Op 3 mei 2013 ontving ik een reactie van de gemeente <plaats> (kenmerk 1314635/14051) op mijn brief waarin ik mijn zorgen uitte over de elektromagnetische straling afkomstig van zendmasten en de mogelijke effecten daarvan op de gezondheid. Als reactie op mijn brief schreef de gemeente:

“ Allereerst willen wij benadrukken dat wij oog hebben voor burgers die gezondheidsklachten hebben als gevolg van elektromagnetische straling. In deze moderne tijd waarin steeds nieuwe draadloze toepassingen worden ontwikkeld en toegepast kan het fenomeen ‘elektrogevoeligheid’ de kwaliteit van leven werkelijk nadelig beïnvloeden. Wij zijn ons hiervan bewust en zijn dan ook van mening dat, indien er mogelijkheden bestaan om de negatieve effecten van elektromagnetische velden te verminderen en de gemeente daarop invloed kan uitoefenen, wij daar invulling aan moeten geven`.

Als mensen gezondheidsklachten ervaren door blootstelling aan elektromagnetische straling krijgen ze het advies zich te wenden tot de GGD. Ik heb in het verleden een aantal keer contact opgenomen met de GGD hierover, maar toen werden gezondheidsklachten door blootstelling aan straling nog niet erkend. Ik ben blij dat de GGD tegenwoordig het bestaan van klachten van elektrogevoeligheid wel erkent en heb vernomen dat er plannen zijn voor een hulplijn in samenwerking met de Stichting EHS. Dit is een stap in de goede richting.
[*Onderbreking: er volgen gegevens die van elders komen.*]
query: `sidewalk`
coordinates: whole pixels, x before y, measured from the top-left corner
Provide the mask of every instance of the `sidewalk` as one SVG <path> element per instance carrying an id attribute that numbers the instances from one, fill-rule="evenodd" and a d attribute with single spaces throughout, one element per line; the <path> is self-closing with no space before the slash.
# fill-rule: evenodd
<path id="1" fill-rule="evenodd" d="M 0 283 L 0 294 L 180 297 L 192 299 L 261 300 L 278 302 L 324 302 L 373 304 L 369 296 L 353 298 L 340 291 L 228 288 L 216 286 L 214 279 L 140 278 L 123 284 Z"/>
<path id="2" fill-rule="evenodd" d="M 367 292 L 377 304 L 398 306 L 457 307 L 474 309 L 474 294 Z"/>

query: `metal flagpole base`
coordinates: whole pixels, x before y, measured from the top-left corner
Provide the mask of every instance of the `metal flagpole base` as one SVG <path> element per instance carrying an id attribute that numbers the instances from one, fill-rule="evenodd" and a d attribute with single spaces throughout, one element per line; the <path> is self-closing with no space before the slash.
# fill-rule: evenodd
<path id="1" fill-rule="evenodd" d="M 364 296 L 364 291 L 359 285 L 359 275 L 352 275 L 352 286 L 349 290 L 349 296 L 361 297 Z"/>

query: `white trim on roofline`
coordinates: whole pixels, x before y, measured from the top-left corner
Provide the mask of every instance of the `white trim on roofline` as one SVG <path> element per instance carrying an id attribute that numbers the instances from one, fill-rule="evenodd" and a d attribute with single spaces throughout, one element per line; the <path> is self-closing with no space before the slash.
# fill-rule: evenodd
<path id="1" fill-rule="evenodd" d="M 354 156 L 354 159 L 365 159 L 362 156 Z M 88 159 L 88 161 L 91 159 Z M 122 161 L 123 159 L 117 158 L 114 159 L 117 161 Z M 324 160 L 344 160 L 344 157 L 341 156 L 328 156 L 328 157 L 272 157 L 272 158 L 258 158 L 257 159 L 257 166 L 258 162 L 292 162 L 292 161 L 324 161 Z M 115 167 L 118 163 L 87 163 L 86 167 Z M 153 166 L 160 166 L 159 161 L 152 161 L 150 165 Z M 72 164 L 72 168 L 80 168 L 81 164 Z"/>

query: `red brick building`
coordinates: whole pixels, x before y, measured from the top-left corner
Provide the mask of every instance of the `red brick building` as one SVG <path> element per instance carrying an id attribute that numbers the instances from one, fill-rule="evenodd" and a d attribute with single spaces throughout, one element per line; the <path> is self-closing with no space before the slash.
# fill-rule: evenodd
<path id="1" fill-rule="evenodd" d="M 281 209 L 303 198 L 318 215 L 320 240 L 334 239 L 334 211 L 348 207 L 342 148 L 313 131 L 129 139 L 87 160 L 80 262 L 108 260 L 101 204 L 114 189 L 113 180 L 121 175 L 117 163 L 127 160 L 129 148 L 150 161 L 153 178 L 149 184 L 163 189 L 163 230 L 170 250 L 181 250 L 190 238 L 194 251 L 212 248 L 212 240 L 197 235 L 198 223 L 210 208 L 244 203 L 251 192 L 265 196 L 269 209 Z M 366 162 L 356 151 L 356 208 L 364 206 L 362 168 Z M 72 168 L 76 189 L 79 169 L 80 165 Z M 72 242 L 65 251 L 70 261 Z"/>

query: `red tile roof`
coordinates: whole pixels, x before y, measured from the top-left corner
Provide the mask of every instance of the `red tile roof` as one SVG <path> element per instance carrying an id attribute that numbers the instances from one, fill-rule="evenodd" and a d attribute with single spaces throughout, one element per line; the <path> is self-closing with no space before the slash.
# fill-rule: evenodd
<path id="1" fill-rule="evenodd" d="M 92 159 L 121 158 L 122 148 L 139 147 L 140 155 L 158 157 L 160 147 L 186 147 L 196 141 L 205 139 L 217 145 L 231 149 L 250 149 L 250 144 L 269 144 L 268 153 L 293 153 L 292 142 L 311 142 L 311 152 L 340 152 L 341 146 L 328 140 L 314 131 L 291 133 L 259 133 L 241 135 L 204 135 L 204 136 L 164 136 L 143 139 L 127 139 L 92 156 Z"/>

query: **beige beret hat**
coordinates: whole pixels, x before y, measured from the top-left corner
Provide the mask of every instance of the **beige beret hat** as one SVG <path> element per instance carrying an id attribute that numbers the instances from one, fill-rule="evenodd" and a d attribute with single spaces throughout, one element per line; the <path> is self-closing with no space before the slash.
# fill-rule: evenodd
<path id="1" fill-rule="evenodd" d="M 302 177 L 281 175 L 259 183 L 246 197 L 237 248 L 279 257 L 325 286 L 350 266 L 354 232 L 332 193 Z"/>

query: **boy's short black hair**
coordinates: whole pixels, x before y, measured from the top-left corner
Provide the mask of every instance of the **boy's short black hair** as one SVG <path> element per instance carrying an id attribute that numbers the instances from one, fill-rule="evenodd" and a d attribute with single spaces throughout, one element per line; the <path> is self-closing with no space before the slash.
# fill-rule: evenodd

De GGD adviseert mensen die melding maken van stralingsgerelateerde gezondheidsklachten contact op te nemen met hun huisarts. Echter, veel huisartsen zijn nauwelijks op de hoogte van het feit dat elektromagnetische velden gezondheidsklachten kunnen veroorzaken en hebben het niet op de radar staan als mogelijke oorzaak van gezondheidsklachten zoals hoofdpijn, oververmoeidheid, concentratieproblemen en oorsuizen etc. Velen van hen zijn niet in staat stralingsgerelateerde gezondheidsklachten adequaat te diagnosticeren of er adequaat advies over te geven. Als mensen zelf melding maken van gezondheidsklachten door straling, worden deze klachten vaak ten onrechte in het hokje ‘psychosomatisch’ gestopt en is er in een gunstig geval een doorverwijzing naar een SOLK-poli.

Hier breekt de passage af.